Int J Immunopharmacol. 1997 Sep-Oct;19(9-10):599-605. doi: 10.1016/s0192-0561(97)00048-9.
Nitric oxide (NO) is a multifunctional messenger in many vertebrates. In the liver, NO was found to play an important but controversial role in injury produced by toxins or sepsis. The purpose of the present investigation was to further characterize the role of NO in hepatocyte oxidative injury. A cellular system formed of immobilized and perfused rat hepatocytes was used to test the ability of the latter to produce endogenous NO after lipopolysaccharide administration in vivo (LPS, 20 mg/kg i.p.) and how hepatocyte functionality competence is modified according to NO level. This cellular system also was used to delineate a relationship between exogenously delivered NO to the perfusion medium as produced by the NO donor, sodium nitroprusside (2.0 and 0.2 mM), and any alteration in the degree of injury as evoked by anoxia/reoxygenation or cumene hydroperoxide (1.0 mM and 0.2 mM). Rat hepatocytes were immobilized in low-gelling agarose and perfused with Williams E medium. Endogenous or exogenous NO was evaluated by measuring the end products of NO (NO2- + NO3-) in the perfusion medium.

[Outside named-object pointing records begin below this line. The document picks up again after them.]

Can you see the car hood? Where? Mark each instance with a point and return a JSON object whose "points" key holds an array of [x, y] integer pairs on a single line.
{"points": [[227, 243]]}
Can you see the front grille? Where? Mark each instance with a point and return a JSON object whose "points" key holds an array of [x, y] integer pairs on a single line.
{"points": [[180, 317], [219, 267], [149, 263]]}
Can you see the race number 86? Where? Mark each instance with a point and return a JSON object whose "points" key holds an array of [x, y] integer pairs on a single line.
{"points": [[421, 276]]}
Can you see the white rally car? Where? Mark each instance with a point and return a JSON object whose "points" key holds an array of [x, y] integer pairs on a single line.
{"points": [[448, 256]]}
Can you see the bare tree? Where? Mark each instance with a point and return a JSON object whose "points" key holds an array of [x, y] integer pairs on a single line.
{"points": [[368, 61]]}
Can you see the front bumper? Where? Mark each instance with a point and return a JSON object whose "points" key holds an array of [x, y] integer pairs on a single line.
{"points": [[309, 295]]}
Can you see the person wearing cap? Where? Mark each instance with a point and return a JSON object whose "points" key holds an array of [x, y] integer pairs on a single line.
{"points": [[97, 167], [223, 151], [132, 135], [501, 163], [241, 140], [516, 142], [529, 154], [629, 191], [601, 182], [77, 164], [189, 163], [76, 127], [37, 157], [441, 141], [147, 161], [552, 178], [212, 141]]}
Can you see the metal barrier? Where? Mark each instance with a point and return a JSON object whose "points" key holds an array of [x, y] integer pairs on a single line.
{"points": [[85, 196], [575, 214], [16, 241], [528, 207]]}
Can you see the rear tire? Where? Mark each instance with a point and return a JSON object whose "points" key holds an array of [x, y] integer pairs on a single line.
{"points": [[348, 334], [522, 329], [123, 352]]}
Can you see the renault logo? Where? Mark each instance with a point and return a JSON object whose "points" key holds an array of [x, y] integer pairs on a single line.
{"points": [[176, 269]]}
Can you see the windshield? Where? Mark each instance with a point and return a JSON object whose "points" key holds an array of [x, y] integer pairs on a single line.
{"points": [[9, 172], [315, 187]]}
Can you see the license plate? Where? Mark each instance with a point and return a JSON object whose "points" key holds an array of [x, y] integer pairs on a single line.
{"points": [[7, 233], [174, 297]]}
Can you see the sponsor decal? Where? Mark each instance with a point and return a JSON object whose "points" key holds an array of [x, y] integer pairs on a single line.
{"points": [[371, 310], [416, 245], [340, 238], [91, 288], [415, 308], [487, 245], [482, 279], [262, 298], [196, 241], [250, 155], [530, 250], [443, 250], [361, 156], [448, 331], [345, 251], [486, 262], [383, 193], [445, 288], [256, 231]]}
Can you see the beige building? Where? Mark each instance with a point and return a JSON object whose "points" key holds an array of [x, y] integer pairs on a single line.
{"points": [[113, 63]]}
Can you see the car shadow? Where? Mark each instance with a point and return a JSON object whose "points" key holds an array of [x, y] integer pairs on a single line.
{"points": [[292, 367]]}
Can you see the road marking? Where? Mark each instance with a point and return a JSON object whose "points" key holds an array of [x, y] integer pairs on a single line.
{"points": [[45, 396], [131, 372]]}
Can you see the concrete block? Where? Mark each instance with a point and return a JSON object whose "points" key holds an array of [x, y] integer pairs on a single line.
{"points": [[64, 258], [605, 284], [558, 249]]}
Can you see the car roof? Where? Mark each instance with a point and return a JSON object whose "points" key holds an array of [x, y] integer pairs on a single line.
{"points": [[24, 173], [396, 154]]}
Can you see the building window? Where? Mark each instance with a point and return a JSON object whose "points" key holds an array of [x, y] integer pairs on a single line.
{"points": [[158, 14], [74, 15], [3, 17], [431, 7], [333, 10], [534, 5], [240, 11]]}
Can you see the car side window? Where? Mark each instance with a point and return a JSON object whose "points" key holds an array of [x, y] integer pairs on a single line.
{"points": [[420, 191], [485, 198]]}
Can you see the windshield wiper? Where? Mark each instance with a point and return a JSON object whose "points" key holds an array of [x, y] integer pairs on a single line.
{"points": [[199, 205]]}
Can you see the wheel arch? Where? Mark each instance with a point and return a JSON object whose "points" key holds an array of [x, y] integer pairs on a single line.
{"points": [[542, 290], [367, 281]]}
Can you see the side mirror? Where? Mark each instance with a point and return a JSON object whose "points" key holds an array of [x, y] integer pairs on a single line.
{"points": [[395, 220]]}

Functional integrity of hepatocytes was evaluated from lactate dehydrogenase (LD) leakage, urea synthesis in the perfusion medium and lipid peroxides (LP) formation. Normal, anoxia/reoxygenation or cumene hydroperoxide injured hepatocytes did not exhibit measurable NO while LPS-treated hepatocytes produced NO. Apparently, within the present experimental conditions, it seems that there was an inverse relation between the rate of NO produced after LPS administration and the rate of lipid peroxides formed in the hepatocytes. Low concentration of sodium nitroprusside (as NO donor) significantly decreased LD leakage, increased the rate of urea synthesis and increased trypan blue exclusion by hepatocytes in anoxia/reoxygenation or cumene hydroperoxide injured (0.2 mM) cells. Lipid peroxides were decreased by NO in cumene hydroperoxide injured hepatocytes. The present data suggest that NO endogenously produced, or exogenously delivered, has an ameliorative role in mild oxidative liver injury models, but not in severe cases and that inside hepatocytes, there is a very delicate balance between the rate of NO production and its consumption. The disturbance in this balance may be responsible for injury due to the formation of more toxic oxygen species.
一氧化氮(NO)是许多脊椎动物体内的多功能信使。在肝脏中,已发现NO在毒素或败血症所致损伤中发挥重要但存在争议的作用。本研究的目的是进一步明确NO在肝细胞氧化损伤中的作用。采用由固定化和灌注大鼠肝细胞组成的细胞系统,来测试体内给予脂多糖(LPS,20mg/kg腹腔注射)后肝细胞产生内源性NO的能力,以及肝细胞功能能力如何根据NO水平而改变。该细胞系统还用于描绘由NO供体硝普钠(2.0和0.2mM)产生的外源性NO释放到灌注培养基中与缺氧/复氧或氢过氧化异丙苯(1.0mM和0.2mM)所引发的损伤程度变化之间的关系。将大鼠肝细胞固定在低熔点琼脂糖中,并用Williams E培养基灌注。通过测量灌注培养基中NO的终产物(NO2- + NO3-)来评估内源性或外源性NO。从乳酸脱氢酶(LD)泄漏、灌注培养基中的尿素合成以及脂质过氧化物(LP)形成来评估肝细胞的功能完整性。正常、缺氧/复氧或氢过氧化异丙苯损伤的肝细胞未表现出可测量的NO,而LPS处理的肝细胞产生了NO。显然,在本实验条件下,LPS给药后产生的NO速率与肝细胞中形成的脂质过氧化物速率之间似乎存在反比关系。低浓度的硝普钠(作为NO供体)显著降低了缺氧/复氧或氢过氧化异丙苯损伤(0.2mM)细胞中的LD泄漏,提高了尿素合成速率,并增加了肝细胞对台盼蓝的排斥率。在氢过氧化异丙苯损伤的肝细胞中,NO降低了脂质过氧化物。目前的数据表明,内源性产生或外源性给予的NO在轻度氧化肝损伤模型中具有改善作用,但在严重情况下则不然,并且在肝细胞内,NO产生速率与其消耗之间存在非常微妙的平衡。这种平衡的紊乱可能是由于形成更多毒性氧物种而导致损伤的原因。